# Separate relevant Skilled employment assessment by EA



## mohsin84 (Oct 25, 2015)

Dear All,

I already got a positive outcome from engineers Australia as an engineering technologist (233914). I lodged my MSA CDR as fast track and it took 16 working day to get the outcome. Then I applied for Relevant Skilled Employment Assessment as additional service at 25th October. It's been 5th working day today and still the secondary application is in "Assessment in Progress" status. If anyone faced similar issue, please let me know how much time it usually require. Should I send mail to them, as I could not find any information in their website? Please let me know urgently.


----------



## sultan_azam (Sep 9, 2015)

mohsin84 said:


> Dear All,
> 
> I already got a positive outcome from engineers Australia as an engineering technologist (233914). I lodged my MSA CDR as fast track and it took 16 working day to get the outcome. Then I applied for Relevant Skilled Employment Assessment as additional service at 25th October. It's been 5th working day today and still the secondary application is in "Assessment in Progress" status. If anyone faced similar issue, please let me know how much time it usually require. Should I send mail to them, as I could not find any information in their website? Please let me know urgently.

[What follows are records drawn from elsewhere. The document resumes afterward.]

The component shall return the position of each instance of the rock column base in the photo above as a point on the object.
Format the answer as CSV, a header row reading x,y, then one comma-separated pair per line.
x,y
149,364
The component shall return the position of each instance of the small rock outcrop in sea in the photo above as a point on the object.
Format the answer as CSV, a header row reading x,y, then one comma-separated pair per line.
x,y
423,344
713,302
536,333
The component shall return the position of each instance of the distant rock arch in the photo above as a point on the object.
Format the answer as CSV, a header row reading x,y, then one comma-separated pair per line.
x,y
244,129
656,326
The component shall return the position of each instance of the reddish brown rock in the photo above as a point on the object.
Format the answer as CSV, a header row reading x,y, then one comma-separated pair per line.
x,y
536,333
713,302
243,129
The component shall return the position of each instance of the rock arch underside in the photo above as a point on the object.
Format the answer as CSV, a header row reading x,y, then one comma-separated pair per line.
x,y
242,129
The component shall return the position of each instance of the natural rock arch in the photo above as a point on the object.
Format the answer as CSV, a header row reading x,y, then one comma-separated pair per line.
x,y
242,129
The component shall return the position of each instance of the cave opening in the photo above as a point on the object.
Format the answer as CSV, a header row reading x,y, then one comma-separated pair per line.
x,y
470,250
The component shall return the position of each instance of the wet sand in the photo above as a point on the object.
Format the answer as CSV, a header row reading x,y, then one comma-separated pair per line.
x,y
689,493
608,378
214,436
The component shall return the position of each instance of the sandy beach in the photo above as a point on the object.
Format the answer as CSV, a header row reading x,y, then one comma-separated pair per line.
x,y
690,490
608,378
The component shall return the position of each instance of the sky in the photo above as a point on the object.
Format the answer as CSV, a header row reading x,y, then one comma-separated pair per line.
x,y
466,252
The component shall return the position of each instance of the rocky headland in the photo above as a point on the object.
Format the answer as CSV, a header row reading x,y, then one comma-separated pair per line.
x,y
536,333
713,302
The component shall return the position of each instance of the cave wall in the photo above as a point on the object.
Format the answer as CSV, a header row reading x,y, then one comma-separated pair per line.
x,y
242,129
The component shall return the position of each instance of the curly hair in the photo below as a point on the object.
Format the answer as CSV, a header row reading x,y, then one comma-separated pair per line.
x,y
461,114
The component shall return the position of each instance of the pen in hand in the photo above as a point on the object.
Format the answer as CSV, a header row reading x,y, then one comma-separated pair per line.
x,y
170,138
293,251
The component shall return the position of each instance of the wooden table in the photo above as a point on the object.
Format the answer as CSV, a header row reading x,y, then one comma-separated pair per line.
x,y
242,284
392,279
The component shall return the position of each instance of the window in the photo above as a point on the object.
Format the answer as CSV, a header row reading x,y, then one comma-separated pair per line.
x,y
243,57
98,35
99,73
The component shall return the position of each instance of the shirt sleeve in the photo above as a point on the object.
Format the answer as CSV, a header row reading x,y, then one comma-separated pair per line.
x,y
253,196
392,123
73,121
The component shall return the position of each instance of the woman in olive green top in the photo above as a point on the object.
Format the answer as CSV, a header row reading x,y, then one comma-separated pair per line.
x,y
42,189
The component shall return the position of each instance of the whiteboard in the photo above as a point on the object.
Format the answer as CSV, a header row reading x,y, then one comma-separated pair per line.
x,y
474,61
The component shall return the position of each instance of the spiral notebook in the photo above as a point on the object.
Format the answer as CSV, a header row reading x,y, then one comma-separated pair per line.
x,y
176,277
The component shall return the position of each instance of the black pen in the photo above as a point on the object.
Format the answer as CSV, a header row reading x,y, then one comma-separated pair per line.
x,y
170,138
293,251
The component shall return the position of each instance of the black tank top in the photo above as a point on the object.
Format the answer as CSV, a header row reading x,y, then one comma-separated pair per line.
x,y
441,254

you applied under fast track or normal??

5 days is too early to expect outcome even if it is fast track


----------



## aub123 (May 18, 2017)

Hi,

How to apply for Separate Relevant Skilled Employment Assessment ? 

I worked for 3 companies, however, I claimed only 2 companies, and now , I would like to apply fro Separate Relevant Skilled Employment Assessment to get the exp from 3rd company. 

thanks


----------



## rakeshsoni86 (Dec 23, 2016)

mohsin84 said:


> Dear All,
> 
> I already got a positive outcome from engineers Australia as an engineering technologist (233914). I lodged my MSA CDR as fast track and it took 16 working day to get the outcome. Then I applied for Relevant Skilled Employment Assessment as additional service at 25th October. It's been 5th working day today and still the secondary application is in "Assessment in Progress" status. If anyone faced similar issue, please let me know how much time it usually require. Should I send mail to them, as I could not find any information in their website? Please let me know urgently.


Hello Bro,

I too received positive outcome as Professional Engineer(233211)-Civil Engineer and i have applied for secondary service (RSA) .From your timeline it shows that it took 15days for outcome,can you provide exact duration of receiving outcome from date of application.


----------



## mohsin84 (Oct 25, 2015)

rakeshsoni86 said:


> Hello Bro,
> 
> I too received positive outcome as Professional Engineer(233211)-Civil Engineer and i have applied for secondary service (RSA) .From your timeline it shows that it took 15days for outcome,can you provide exact duration of receiving outcome from date of application.


I lodged the RSA at 25/10/2016. Received outcome at 9/11/2017


----------



## ruanjiageng (Dec 12, 2016)

Hi,

I just submit my Separate Relevant Skilled Employment Assessment. Just wondering how long it takes for yours? Is there a fast track for this assessment since there is no option when I pay. Thanks.


----------



## seyamo (Dec 1, 2017)

Hi,

I'm planning to apply for the 189 visa.

I've got a BEng (Hons) in Civil Engineering and MSc in Renewable Energy Engineering. I have completed both my bachelors and masters from the U.K

I want to get my degree assessed by Engineers Australia. What is the best course of action for me in this regard. If some one could kindly share some information that would be much appreciated.

Thank you.


----------



## ruanjiageng (Dec 12, 2016)

Hi Seyamo,

I think EA focus more on your bachelor degree rather than the master. Based on my knowledge if assessed as Civil Eng is a better result, since the required EOI points is relatively low. Good Luck.


----------



## usmanalisaki (Jul 25, 2017)

ruanjiageng said:


> Hi,
> 
> I just submit my Separate Relevant Skilled Employment Assessment. Just wondering how long it takes for yours? Is there a fast track for this assessment since there is no option when I pay. Thanks.


hi dear how long it took to get the outcome?


----------



## Suzumiya (Sep 10, 2017)

Hi All!
Just want to know which date should I put on EOI for the skill assessment? My CDR is dated 2017 while my RSEA is 2018 
Hope to hear your kind suggestions
Thank you in advance!


----------